Profile Summary:
As a Level 3 Cyber Defense Operations Center (CDOC) Specialist, you will lead advanced security operations with a focus on SIEM and SOAR technologies, driving detection engineering, automated response, and complex incident handling. You’ll be responsible for optimizing detection rules, developing playbooks, and managing high-severity incidents from triage to resolution. In parallel, you’ll mentor Level 1 and 2 analysts, preparing to lead your own team in the future. While EDR remains part of the security stack, your primary emphasis is on leading Incident Response activities leveraging SIEM and SOAR to enhance operational efficiency and threat mitigation. This role requires deep technical expertise, leadership potential, and a proactive approach to evolving threats.
Job Description :-
●Oversee daily operations including SIEM/SOAR tuning, alert triage, and coordinated incident response to ensure effective real-time threat monitoring.
●Lead end-to-end security incident response, including analysis, containment, mitigation, and reporting, leveraging SIEM/SOAR insights and cross-team coordination for swift resolution.
●Design and implement detective controls for emerging threats and vulnerabilities.
●Perform proactive threat hunting across multiple platforms and environments.
●Support in designing and maintaining detection rules, response playbooks, and escalation paths aligned with threat intelligence and compliance.
●Continuously enhance SIEM/SOAR/XDR alert use cases and threat detection capabilities.
●Act as a senior liaison with threat intelligence and infrastructure teams to enhance detection and response capabilities.
●Research emerging threats, vulnerabilities, and attack techniques to improve defenses.

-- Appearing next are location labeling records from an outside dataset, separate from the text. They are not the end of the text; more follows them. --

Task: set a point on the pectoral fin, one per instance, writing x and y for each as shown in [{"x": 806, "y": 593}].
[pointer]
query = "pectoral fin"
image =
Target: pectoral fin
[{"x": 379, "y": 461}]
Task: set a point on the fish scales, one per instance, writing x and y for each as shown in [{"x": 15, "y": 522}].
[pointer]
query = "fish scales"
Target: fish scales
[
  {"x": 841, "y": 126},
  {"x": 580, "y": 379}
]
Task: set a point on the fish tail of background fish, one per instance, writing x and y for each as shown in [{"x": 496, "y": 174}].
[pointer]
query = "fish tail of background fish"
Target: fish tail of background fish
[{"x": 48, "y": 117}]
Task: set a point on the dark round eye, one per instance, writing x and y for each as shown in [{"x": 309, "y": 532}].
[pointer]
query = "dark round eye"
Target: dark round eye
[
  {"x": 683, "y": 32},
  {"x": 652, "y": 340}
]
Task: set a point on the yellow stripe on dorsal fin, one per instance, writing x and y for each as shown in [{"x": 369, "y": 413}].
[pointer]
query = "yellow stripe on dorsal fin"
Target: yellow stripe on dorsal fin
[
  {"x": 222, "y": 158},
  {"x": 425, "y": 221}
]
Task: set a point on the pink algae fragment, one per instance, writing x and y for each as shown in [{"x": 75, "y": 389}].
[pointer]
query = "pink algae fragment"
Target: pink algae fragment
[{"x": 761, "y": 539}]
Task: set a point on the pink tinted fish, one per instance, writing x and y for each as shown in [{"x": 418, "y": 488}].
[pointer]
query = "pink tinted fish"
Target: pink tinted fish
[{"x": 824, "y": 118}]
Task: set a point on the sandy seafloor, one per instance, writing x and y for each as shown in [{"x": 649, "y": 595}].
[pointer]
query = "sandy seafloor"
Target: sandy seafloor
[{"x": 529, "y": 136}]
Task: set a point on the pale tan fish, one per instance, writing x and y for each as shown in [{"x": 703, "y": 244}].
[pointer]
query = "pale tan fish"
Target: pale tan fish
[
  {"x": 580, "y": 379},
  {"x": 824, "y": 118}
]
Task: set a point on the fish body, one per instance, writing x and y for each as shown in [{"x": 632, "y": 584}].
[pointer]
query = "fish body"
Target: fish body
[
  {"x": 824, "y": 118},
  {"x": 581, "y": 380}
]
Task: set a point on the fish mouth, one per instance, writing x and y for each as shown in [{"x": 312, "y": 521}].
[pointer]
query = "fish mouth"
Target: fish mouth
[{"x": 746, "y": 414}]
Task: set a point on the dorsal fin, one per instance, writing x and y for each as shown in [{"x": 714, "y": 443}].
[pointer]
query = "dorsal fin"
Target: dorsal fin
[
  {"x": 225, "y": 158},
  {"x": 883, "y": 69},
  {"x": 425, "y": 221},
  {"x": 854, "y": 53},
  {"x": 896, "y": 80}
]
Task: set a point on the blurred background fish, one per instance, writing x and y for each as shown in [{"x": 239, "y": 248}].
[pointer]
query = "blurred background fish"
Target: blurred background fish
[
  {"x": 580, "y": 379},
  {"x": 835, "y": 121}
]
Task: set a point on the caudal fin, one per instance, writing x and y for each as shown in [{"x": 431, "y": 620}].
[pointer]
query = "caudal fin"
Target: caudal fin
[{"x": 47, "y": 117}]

●Participate in a 24/7 on-call rotation to support incident response and critical investigations.
●Document incident response activities and produce detailed reports for stakeholders.
●Conduct post-incident reviews to drive improvements in tools, processes, and readiness.
●Collaborate across teams to improve the organization’s threat detection and response maturity.
●Maintain detailed incident records, contribute to reporting, and support audit readiness.
●Guide and train junior analysts, promoting best practices and continuous improvement within the SOC.
●Ensure detection and response processes align with regulatory and organizational standards.
●Stay up to date on emerging threats and technologies to continuously evolve SOC capabilities.
●Support comprehensive asset inventory and ownership mapping to ensure full monitoring coverage.